Yolculuğun teknolojik boyutu bir yana sürekli hareket halindeki bir toplumun yolculuk kültürüne, bu teknolojik değişime paralel geliştirdiği alışkanlıklara göz atmalı. Mesela mola yerlerinde, her gün yüzlerce, binlerce insanın gelip geçtiği yerlerde değişmeyen şey neydi.
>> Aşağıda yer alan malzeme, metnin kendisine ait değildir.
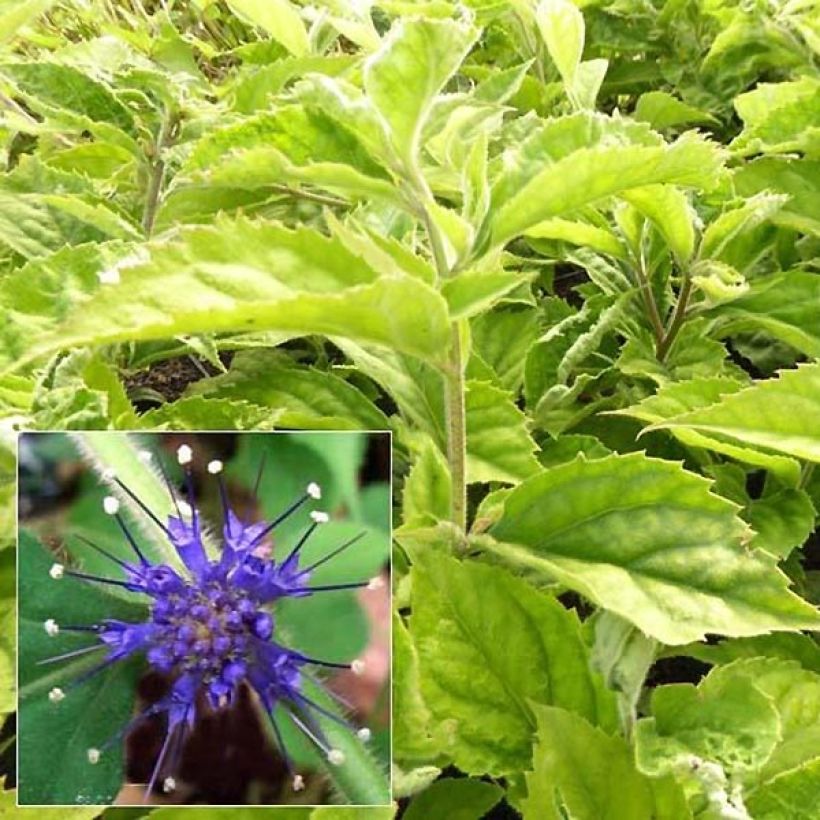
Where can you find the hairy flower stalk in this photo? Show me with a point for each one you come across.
(210, 628)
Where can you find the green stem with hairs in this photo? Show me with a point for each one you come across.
(456, 421)
(676, 322)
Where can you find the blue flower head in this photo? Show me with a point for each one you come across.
(210, 627)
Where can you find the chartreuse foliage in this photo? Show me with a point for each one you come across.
(567, 252)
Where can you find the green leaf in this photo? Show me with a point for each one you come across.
(8, 803)
(735, 221)
(69, 88)
(794, 794)
(488, 645)
(8, 642)
(474, 292)
(589, 175)
(662, 110)
(502, 338)
(19, 13)
(669, 209)
(300, 397)
(723, 720)
(412, 728)
(781, 521)
(675, 399)
(647, 540)
(278, 18)
(581, 772)
(238, 275)
(775, 414)
(200, 413)
(428, 487)
(795, 695)
(779, 118)
(794, 647)
(89, 714)
(784, 306)
(499, 448)
(417, 388)
(462, 799)
(579, 233)
(403, 78)
(796, 177)
(562, 26)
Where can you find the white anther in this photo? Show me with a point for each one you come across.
(56, 695)
(336, 757)
(109, 277)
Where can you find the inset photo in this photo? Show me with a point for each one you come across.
(204, 618)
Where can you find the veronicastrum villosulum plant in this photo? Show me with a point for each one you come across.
(209, 625)
(569, 255)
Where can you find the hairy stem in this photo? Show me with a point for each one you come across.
(456, 429)
(649, 302)
(156, 174)
(309, 196)
(456, 424)
(676, 322)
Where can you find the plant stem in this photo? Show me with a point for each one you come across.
(299, 193)
(456, 429)
(456, 423)
(157, 173)
(649, 302)
(677, 319)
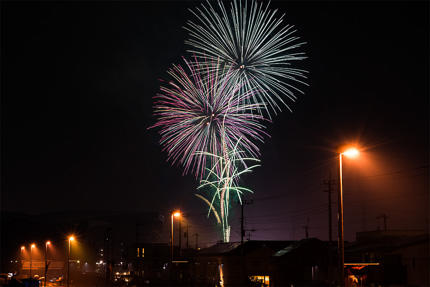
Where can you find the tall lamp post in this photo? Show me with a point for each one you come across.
(46, 258)
(351, 153)
(174, 214)
(71, 238)
(31, 259)
(22, 256)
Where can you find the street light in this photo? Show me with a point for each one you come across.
(174, 214)
(71, 238)
(46, 258)
(31, 259)
(351, 153)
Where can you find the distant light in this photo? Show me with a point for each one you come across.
(351, 152)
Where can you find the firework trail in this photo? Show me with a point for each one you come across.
(195, 110)
(223, 182)
(257, 47)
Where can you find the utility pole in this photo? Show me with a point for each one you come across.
(242, 229)
(187, 236)
(180, 234)
(306, 227)
(329, 183)
(383, 216)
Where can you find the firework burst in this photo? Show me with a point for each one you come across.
(195, 110)
(223, 182)
(258, 49)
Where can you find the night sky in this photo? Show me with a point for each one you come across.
(77, 87)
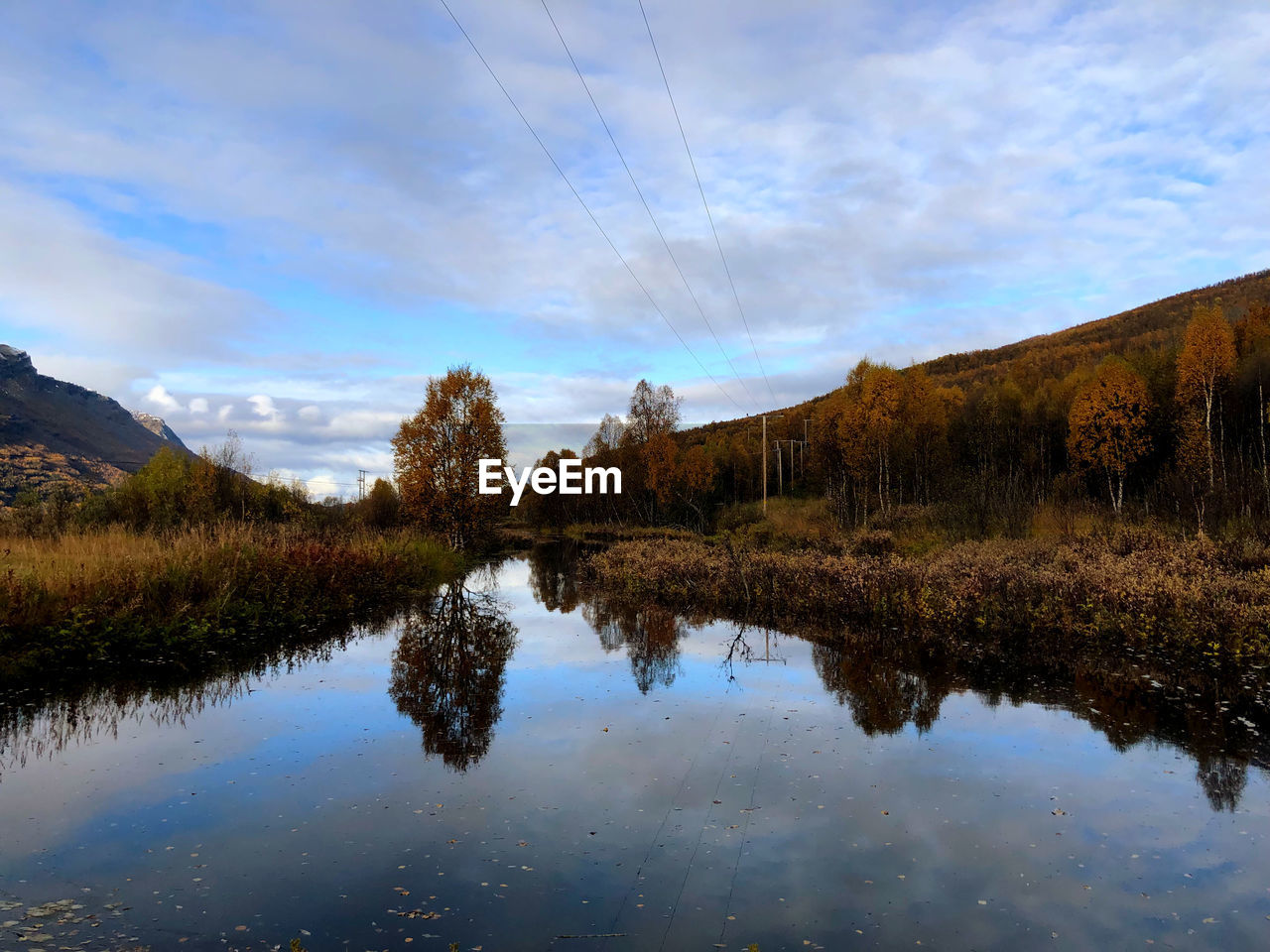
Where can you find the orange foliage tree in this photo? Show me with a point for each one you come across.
(436, 457)
(1205, 366)
(1107, 424)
Binlerce yüzden geriye kalan akis, onca sesler, çığlıklar arasında kulaklarda kalan bir cümle... Gerek mola mekânları gerek oradaki hizmet ve hemen hepsinde ortak anonslar.
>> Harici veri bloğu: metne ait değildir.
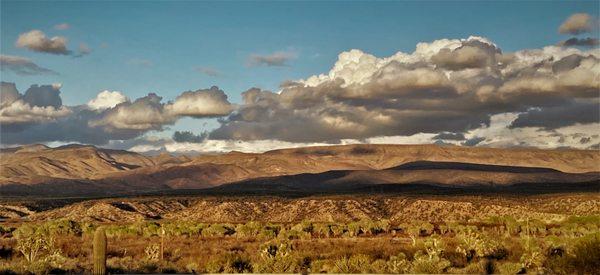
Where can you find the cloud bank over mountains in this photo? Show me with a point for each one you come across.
(39, 116)
(449, 91)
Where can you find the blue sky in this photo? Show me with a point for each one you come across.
(157, 46)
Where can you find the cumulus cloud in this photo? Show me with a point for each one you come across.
(140, 62)
(38, 104)
(84, 49)
(37, 41)
(106, 100)
(39, 116)
(145, 113)
(22, 66)
(208, 71)
(578, 23)
(448, 85)
(582, 42)
(187, 136)
(276, 59)
(201, 103)
(559, 116)
(62, 26)
(449, 136)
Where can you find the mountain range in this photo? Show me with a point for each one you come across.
(83, 170)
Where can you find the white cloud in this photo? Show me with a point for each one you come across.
(578, 23)
(22, 66)
(36, 40)
(107, 99)
(62, 26)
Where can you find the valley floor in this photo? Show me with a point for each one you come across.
(552, 233)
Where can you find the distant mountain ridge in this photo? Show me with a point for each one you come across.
(83, 170)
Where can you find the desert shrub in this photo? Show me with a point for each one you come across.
(63, 226)
(276, 258)
(380, 226)
(121, 264)
(582, 258)
(509, 268)
(249, 229)
(183, 228)
(354, 229)
(152, 252)
(322, 230)
(432, 264)
(477, 267)
(33, 244)
(218, 230)
(269, 231)
(476, 245)
(358, 263)
(293, 234)
(379, 266)
(337, 230)
(322, 266)
(398, 264)
(430, 260)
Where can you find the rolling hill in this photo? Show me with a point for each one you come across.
(80, 170)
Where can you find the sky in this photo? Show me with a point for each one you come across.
(133, 48)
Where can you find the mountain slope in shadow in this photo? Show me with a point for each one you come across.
(422, 175)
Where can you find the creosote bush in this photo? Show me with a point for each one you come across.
(499, 244)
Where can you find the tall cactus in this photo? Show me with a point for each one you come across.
(99, 256)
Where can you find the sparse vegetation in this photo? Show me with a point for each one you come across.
(494, 245)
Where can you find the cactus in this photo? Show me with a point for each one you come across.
(99, 252)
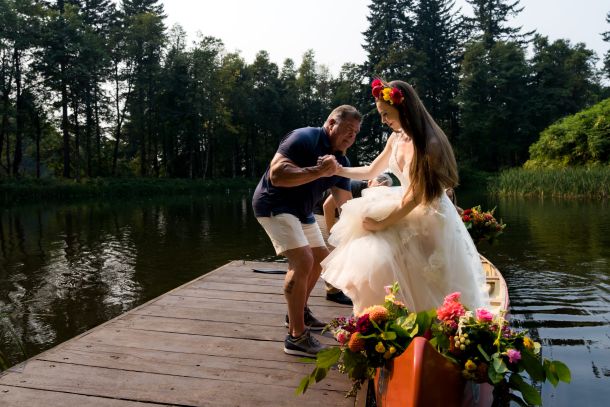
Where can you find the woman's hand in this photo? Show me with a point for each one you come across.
(373, 225)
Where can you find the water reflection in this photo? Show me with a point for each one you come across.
(555, 257)
(65, 269)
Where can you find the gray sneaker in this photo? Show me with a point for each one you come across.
(305, 345)
(312, 323)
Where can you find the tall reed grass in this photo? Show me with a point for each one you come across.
(572, 182)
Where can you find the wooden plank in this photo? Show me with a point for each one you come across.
(214, 341)
(241, 370)
(277, 297)
(221, 329)
(21, 397)
(160, 388)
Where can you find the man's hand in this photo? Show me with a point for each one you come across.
(328, 165)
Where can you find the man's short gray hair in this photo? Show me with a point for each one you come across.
(345, 112)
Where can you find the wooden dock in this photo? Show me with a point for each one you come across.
(215, 341)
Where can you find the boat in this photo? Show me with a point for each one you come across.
(422, 377)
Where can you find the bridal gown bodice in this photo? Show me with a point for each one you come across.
(429, 252)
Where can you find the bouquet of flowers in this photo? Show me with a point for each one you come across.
(482, 345)
(482, 225)
(487, 350)
(368, 341)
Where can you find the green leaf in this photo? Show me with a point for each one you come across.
(499, 364)
(518, 400)
(551, 373)
(483, 353)
(532, 366)
(389, 335)
(563, 372)
(303, 385)
(328, 357)
(529, 392)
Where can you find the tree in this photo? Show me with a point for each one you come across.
(494, 103)
(388, 39)
(145, 35)
(437, 54)
(606, 37)
(563, 81)
(489, 23)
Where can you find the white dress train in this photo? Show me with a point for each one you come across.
(429, 252)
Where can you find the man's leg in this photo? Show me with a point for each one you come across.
(296, 286)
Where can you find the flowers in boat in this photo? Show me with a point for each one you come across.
(367, 341)
(482, 225)
(487, 350)
(481, 344)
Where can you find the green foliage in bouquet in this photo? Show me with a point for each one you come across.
(481, 344)
(487, 350)
(482, 225)
(368, 341)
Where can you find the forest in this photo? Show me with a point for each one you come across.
(98, 89)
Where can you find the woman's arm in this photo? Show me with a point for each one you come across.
(375, 168)
(409, 201)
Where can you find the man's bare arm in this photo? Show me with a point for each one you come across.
(285, 173)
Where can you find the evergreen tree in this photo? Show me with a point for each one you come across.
(563, 81)
(494, 105)
(388, 39)
(437, 55)
(490, 21)
(606, 37)
(145, 36)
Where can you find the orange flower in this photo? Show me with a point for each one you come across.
(356, 343)
(378, 314)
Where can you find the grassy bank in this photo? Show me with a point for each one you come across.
(30, 190)
(573, 182)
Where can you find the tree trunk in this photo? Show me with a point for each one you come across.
(88, 125)
(18, 154)
(64, 123)
(76, 139)
(38, 137)
(98, 133)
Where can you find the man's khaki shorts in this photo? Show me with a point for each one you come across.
(287, 232)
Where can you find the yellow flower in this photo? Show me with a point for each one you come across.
(386, 94)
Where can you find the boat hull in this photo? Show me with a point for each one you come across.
(422, 377)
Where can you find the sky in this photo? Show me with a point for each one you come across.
(333, 28)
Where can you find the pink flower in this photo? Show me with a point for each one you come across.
(453, 297)
(513, 355)
(376, 82)
(483, 315)
(450, 310)
(343, 337)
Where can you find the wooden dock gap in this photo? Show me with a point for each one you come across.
(215, 341)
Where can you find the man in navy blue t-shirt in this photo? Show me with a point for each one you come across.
(302, 169)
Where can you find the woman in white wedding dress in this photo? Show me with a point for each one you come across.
(410, 234)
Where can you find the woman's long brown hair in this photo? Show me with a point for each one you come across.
(429, 175)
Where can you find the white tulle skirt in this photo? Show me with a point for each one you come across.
(429, 253)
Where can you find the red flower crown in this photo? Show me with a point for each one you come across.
(382, 92)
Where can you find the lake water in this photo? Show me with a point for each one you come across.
(67, 268)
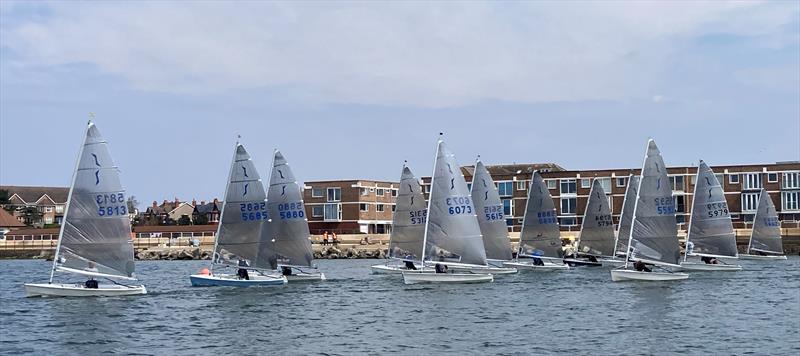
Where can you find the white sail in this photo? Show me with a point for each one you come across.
(408, 220)
(597, 228)
(766, 234)
(244, 213)
(490, 214)
(288, 226)
(95, 236)
(654, 232)
(452, 232)
(540, 235)
(710, 228)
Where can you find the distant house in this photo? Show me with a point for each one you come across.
(207, 213)
(37, 206)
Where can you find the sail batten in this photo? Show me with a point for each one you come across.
(540, 235)
(491, 217)
(452, 232)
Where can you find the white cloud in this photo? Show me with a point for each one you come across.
(438, 54)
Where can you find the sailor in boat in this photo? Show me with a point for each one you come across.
(641, 267)
(242, 272)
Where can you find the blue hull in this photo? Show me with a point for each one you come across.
(207, 281)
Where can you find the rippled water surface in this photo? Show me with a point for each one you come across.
(756, 311)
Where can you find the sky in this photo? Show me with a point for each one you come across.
(349, 90)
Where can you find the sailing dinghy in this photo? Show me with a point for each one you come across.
(765, 239)
(408, 227)
(241, 241)
(711, 234)
(654, 231)
(596, 243)
(95, 237)
(540, 238)
(288, 224)
(452, 235)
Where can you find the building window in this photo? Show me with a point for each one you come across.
(505, 189)
(606, 184)
(568, 205)
(333, 212)
(750, 201)
(334, 194)
(568, 186)
(790, 201)
(752, 181)
(790, 180)
(772, 177)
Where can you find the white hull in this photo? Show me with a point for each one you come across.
(432, 277)
(620, 275)
(762, 257)
(229, 280)
(704, 267)
(529, 266)
(79, 290)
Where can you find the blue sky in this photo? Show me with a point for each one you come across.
(351, 89)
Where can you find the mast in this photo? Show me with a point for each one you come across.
(430, 193)
(222, 211)
(69, 199)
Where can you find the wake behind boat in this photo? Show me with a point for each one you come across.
(242, 240)
(654, 231)
(95, 237)
(452, 233)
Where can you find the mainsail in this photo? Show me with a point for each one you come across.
(288, 225)
(710, 228)
(540, 234)
(766, 235)
(95, 235)
(597, 228)
(408, 221)
(452, 232)
(626, 218)
(244, 213)
(654, 232)
(491, 219)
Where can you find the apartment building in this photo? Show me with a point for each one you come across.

Yıllardır en sık ve düzenli olarak gelip gittiğim neredeyse memleketin yarısına denk gelen mesafedeki mola yerlerinden kalan izler sanki resimli tarih kitabı. Otobüsler, yollar yenilense de değişime direnen, yahut daha yavaştan değişen mola yerleri...



İstanbul, Ankara gibi otoban üzerindeki artık büyük bir AVM havasındaki mola yerlerinin yapaylığına bakarak bu ülkenin havasını hissetmek ne mümkün? Soğuk, yolculuğun o tatlı telaşesinden karmaşasından uzak, havaalanı gibi mola yerlerinde bu toprağa ait ne bir ses ne bir ahenk bulmak mümkün. Her şey çok steril.



Oysa gece yarısı ansızın bir anonsla uyanır ve

“çaylar şirketten"

uyarısını almanızla kendinize gelirdiniz. İner inmez ince bir serinlik sizi karşılar, sonuna kadar açılmış arabesk şarkının baygın müziği altında kendinize gelmeye çalışırdınız.



Kül tablalarının tepeleme dolu olduğu masalardan birine oturup şirketten gelen çayı beklerken memleketten insan manzaralarını seyre dalmak ayrı bir zenginlikti. Çoğunlukla bugüne kıyasla bakımsız, temizliğe pek dikkate edilmeyen yerlerdi.



Mola yerine yaklaşan her yeni otobüsten inenler geldikleri yörenin izlerini taşırdı. Kıyafetler, tipler az çok kendi asliyetindeydi. Şimdi tipler giysiler bile sterilleşti sanki, bakınca anlamıyorsunuz bile nereli olduğunu. Eğer fiziksel görünüm hakkında yeterli gözleminiz, tecrübeniz yoksa otobüs markaları gibi, yöresel farklılıkları ortadan kaldıran standartlaşmış insan tipleri ortaya çıktı.



Memleketin yöresel durumuna göre mola yerleri de farklılaşırdı. Güneydoğu'ya gittiğinizde hala toprak zeminin sulandığını, hasır sedirleri diğer yollarda göremezdiniz. Hele benim Mardin -Antep arasında gördüğüm, otobüse binen şarkıcı ekipler para toplayıp bir başka otobüsü durdurmak üzere inip yollarda sanatlarını icra ederlerdi. Ama ortalama bir yoksulluk hali gözlemlenirdi. Bazı mola yerleri o zaman da dikkatimi çekmiştir: mesela İstanbul - İzmir güzergâhındaki mola yerleri kesinlikle diğerlerinden farklıydı ya da bana öyle geliyordu. Ekonomik duruma uygun daha düzenli, bakımlı...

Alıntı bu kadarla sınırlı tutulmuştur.